A 10-year statute of limitations applies to IRS collection efforts. As a result, the IRS will not be able to continue pursuing the collection of a debt once the 10 years expire, unless an exception applies. Sometimes the agency will vigorously pursue collection on a debt if it knows that the statute of limitations is about to expire, or it may try to persuade the taxpayer to grant an extension to the statute of limitations.
The date of the tax assessment is the date that determines the start of the statute of limitations period. This might be the date on the notice that informs you that you owe a debt to the IRS if you failed to pay the full amount when you filed your tax return. Sometimes a taxpayer does not file a return or make any payment at all. When this happens, the IRS will generate a substitute return on their behalf.
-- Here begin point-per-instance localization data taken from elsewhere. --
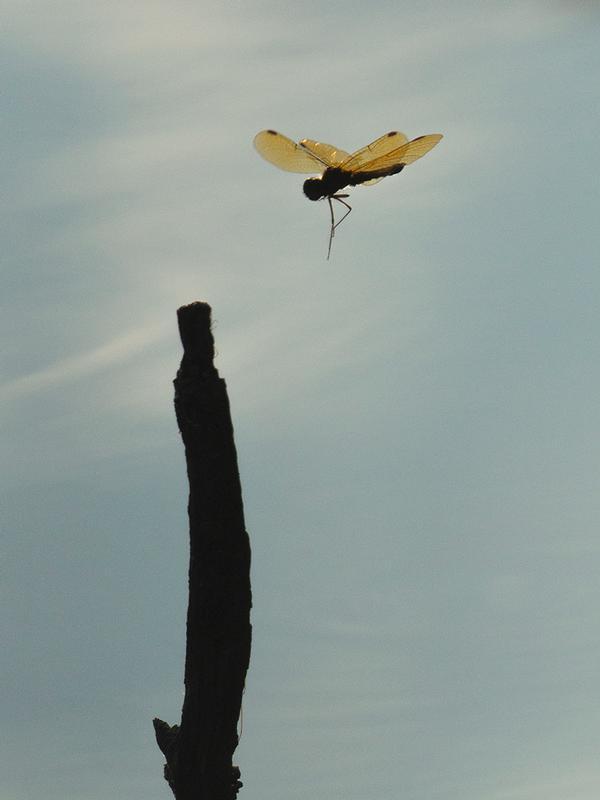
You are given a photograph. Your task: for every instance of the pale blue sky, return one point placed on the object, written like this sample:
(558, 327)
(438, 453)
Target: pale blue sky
(416, 419)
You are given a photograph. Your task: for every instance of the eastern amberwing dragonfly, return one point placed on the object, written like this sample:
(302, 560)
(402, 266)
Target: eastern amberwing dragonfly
(385, 156)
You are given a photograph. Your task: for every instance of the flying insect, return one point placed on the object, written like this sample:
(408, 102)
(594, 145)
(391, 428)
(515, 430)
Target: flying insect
(387, 155)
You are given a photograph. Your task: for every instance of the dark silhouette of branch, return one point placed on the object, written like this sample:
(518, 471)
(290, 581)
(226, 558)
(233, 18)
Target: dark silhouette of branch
(199, 751)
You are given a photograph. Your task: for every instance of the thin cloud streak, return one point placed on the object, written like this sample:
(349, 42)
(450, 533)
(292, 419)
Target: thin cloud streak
(117, 351)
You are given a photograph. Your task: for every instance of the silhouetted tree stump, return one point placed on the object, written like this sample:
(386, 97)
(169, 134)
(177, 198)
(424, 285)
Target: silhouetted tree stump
(199, 751)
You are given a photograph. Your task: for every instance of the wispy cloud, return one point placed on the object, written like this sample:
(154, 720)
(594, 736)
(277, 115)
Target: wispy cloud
(73, 368)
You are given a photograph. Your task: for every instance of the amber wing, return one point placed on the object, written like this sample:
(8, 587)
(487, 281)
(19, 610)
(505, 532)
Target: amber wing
(405, 154)
(277, 149)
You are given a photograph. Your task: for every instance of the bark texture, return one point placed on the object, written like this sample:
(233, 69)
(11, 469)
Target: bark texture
(199, 751)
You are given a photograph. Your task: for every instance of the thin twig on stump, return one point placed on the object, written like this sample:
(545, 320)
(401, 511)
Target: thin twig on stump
(199, 751)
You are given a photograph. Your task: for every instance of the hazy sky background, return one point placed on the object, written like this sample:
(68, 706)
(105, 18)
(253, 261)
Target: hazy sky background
(416, 419)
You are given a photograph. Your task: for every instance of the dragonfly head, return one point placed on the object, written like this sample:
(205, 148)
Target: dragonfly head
(313, 189)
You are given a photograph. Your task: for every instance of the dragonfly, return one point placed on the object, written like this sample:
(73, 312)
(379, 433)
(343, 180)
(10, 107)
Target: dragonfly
(387, 155)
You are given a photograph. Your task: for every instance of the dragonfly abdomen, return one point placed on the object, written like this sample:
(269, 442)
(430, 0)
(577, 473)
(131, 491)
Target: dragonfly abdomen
(330, 182)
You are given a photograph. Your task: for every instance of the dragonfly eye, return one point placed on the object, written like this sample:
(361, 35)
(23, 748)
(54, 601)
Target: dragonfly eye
(313, 188)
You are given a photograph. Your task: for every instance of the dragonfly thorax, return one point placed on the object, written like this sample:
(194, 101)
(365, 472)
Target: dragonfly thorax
(332, 180)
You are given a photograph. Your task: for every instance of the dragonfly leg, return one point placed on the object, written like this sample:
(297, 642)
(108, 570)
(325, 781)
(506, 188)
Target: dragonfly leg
(335, 224)
(339, 197)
The date of the resulting deficiency assessment will trigger the statute of limitations period.
Suspending the Statute of Limitations
Certain factors can suspend (or pause) the statute of limitations, such that the IRS may continue pursuing the debt more than 10 years after the limitations period started. One common example involves a proposal for an installment payment plan or an offer in compromise. The IRS generally cannot pursue collection efforts during that period, so the limitations period is also paused. If a taxpayer receives an automatic stay when they file for bankruptcy, the IRS will not be allowed to continue collection efforts. This will suspend the limitations period for the duration of the bankruptcy case and an additional six months.
If you live outside the U.S. for an uninterrupted period of six months or more, this will suspend the 10-year statute of limitations during that time. In unusual cases, the IRS may go to federal court to ask a judge to extend the statute of limitations with regard to a specific taxpayer.
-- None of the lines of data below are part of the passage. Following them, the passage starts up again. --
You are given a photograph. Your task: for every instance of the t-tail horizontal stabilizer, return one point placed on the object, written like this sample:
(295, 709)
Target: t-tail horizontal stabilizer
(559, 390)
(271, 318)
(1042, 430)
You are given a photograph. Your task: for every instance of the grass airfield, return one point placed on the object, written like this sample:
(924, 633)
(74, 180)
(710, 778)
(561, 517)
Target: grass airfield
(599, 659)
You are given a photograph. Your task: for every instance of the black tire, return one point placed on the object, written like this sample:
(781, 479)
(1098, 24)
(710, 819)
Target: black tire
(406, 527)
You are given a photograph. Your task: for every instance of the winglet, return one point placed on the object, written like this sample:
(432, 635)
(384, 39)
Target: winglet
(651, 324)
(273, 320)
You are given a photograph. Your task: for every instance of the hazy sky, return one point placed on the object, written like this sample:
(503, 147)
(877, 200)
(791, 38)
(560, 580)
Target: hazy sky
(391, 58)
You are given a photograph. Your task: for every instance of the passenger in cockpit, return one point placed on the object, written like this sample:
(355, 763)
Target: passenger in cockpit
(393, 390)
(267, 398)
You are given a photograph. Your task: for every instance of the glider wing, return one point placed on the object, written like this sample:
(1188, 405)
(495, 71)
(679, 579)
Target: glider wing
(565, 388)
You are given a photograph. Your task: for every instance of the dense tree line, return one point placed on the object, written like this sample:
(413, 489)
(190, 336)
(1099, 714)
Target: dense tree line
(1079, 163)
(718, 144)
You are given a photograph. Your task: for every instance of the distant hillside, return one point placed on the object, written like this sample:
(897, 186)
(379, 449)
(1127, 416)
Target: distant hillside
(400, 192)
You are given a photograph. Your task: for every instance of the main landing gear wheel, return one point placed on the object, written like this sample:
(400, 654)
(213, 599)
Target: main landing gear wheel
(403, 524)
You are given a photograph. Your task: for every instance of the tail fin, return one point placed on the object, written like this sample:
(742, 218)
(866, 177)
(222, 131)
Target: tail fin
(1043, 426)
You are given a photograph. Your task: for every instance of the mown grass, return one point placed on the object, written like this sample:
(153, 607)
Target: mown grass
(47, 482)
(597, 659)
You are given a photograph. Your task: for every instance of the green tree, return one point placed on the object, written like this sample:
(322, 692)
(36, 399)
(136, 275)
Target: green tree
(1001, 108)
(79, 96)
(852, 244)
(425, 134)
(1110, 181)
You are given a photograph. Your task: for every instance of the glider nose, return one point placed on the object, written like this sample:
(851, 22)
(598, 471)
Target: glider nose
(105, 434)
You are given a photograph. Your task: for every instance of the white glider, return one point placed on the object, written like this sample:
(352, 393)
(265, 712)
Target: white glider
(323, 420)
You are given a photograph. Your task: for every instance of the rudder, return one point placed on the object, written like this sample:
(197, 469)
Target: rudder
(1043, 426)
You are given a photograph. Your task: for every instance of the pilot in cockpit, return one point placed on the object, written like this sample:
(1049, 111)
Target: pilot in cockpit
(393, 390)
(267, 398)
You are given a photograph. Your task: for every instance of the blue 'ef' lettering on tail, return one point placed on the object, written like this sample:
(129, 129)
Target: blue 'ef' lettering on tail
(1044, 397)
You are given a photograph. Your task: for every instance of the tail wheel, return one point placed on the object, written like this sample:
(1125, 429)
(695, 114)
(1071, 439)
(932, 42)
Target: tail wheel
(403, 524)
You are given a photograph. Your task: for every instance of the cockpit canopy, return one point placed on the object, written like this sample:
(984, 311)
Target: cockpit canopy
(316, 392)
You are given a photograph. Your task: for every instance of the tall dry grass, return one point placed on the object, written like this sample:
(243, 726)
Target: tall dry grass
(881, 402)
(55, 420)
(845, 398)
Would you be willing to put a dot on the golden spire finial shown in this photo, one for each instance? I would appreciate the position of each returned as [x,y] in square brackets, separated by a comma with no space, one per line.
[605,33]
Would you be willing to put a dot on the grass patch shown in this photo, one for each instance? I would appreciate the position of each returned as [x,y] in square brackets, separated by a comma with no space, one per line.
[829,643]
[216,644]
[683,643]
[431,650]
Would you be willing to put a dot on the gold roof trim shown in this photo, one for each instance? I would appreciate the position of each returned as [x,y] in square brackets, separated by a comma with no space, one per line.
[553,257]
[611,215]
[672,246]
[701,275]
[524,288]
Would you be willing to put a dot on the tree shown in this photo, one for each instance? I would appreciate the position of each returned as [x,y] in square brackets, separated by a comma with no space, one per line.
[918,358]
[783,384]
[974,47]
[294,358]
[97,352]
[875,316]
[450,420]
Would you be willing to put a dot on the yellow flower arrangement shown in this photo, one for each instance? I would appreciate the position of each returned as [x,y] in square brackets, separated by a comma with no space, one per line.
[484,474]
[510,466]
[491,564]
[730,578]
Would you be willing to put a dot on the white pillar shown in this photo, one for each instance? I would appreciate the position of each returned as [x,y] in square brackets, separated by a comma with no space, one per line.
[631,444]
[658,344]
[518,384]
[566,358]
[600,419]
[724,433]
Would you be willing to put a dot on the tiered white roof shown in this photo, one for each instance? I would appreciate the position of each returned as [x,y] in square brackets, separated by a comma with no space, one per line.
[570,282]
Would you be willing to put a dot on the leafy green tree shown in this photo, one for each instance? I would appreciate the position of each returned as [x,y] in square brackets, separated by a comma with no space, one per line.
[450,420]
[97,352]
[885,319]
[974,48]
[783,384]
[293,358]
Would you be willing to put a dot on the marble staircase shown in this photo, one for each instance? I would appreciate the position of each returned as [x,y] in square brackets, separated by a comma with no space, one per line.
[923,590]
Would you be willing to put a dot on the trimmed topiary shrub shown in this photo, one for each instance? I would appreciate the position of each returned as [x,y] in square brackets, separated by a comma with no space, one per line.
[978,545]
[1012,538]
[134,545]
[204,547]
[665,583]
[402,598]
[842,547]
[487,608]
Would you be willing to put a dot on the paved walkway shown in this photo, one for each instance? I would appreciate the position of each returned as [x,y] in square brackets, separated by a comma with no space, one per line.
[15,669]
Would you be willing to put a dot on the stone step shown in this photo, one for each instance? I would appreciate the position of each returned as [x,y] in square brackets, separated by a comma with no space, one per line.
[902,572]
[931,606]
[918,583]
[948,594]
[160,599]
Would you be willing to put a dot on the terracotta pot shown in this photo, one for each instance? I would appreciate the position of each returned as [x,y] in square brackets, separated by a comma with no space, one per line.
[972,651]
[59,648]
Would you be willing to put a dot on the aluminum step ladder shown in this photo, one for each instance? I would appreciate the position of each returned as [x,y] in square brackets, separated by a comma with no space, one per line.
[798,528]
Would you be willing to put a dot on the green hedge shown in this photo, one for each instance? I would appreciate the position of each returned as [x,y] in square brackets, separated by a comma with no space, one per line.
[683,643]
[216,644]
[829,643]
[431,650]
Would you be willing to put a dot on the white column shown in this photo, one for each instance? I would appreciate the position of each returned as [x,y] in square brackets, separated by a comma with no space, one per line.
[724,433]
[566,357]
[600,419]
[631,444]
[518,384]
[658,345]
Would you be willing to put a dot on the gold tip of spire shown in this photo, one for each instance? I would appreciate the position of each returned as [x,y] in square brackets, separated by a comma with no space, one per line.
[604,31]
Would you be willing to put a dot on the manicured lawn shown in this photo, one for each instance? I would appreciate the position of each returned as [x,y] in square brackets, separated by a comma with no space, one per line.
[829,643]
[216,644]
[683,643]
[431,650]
Extending the Statute of Limitations
The IRS cannot intimidate or force taxpayers to “voluntarily” agree to extend the statute of limitations. Historically, it used aggressive tactics to induce taxpayers to grant a 10-year or 20-year extension, but its rules no longer permit these tactics.
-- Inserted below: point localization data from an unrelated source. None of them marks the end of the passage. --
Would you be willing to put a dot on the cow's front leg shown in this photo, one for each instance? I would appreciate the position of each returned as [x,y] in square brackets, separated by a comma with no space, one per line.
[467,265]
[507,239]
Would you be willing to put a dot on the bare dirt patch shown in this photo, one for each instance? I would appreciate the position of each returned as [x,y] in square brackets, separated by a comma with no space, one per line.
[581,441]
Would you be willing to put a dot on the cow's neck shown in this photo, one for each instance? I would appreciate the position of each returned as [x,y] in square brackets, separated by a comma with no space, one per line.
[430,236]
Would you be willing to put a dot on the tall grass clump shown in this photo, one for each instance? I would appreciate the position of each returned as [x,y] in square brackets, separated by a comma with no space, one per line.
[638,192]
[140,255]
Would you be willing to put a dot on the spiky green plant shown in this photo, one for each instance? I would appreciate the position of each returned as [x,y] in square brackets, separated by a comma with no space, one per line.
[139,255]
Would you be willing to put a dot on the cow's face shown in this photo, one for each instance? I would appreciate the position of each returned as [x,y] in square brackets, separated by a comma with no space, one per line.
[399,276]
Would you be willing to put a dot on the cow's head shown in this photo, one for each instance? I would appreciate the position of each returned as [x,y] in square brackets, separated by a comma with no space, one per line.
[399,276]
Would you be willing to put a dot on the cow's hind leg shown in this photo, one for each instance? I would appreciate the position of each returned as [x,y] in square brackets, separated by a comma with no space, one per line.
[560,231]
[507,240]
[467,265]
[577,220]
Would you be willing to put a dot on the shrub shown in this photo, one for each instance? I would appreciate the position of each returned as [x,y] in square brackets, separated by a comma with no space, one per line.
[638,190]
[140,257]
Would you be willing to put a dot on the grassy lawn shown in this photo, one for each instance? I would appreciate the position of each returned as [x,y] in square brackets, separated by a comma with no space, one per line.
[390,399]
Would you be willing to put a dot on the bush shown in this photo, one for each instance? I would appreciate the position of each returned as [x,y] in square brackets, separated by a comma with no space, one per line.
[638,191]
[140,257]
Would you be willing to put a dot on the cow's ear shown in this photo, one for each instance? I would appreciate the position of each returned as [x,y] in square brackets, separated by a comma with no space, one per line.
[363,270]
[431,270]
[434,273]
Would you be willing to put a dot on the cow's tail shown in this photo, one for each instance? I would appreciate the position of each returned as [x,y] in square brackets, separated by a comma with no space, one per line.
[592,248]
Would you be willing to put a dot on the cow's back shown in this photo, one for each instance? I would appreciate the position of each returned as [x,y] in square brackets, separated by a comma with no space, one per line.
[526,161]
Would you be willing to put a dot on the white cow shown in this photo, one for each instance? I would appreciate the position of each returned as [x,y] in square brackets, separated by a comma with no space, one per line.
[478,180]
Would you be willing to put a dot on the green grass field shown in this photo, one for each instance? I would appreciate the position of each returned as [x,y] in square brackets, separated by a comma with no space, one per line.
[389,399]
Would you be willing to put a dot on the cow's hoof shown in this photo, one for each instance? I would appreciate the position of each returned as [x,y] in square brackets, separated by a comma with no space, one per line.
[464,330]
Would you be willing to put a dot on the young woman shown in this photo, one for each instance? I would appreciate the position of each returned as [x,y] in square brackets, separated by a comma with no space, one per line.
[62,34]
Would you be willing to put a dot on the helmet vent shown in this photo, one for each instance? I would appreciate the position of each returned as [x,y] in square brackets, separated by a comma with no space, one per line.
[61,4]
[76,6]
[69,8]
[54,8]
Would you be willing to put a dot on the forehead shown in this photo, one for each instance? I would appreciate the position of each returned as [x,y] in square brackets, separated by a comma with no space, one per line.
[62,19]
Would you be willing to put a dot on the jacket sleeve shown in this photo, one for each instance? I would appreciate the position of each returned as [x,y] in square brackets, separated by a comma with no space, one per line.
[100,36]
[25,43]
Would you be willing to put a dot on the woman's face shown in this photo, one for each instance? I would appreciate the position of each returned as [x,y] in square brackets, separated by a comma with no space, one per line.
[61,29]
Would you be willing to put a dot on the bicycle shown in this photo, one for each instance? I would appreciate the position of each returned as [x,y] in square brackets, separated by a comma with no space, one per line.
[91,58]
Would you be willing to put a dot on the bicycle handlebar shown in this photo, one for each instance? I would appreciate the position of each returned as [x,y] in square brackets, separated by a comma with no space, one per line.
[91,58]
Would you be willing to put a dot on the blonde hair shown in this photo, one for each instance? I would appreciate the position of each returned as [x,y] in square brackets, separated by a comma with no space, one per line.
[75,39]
Taxpayers who set up an installment payment plan with the IRS may need to agree to extend the statute of limitations for up to six years, which is the maximum length of the payment plan. Sometimes the IRS will try to entice a taxpayer to agree to an extension in return for receiving a generous installment payment plan, especially if they owe considerable amounts of debt and are approaching the end of the limitations period. Agreeing to this type of deal is not always in a taxpayer’s best interest. They may come out ahead financially by rejecting the deal and limiting the IRS to any collection efforts that it can complete within the 10-year period.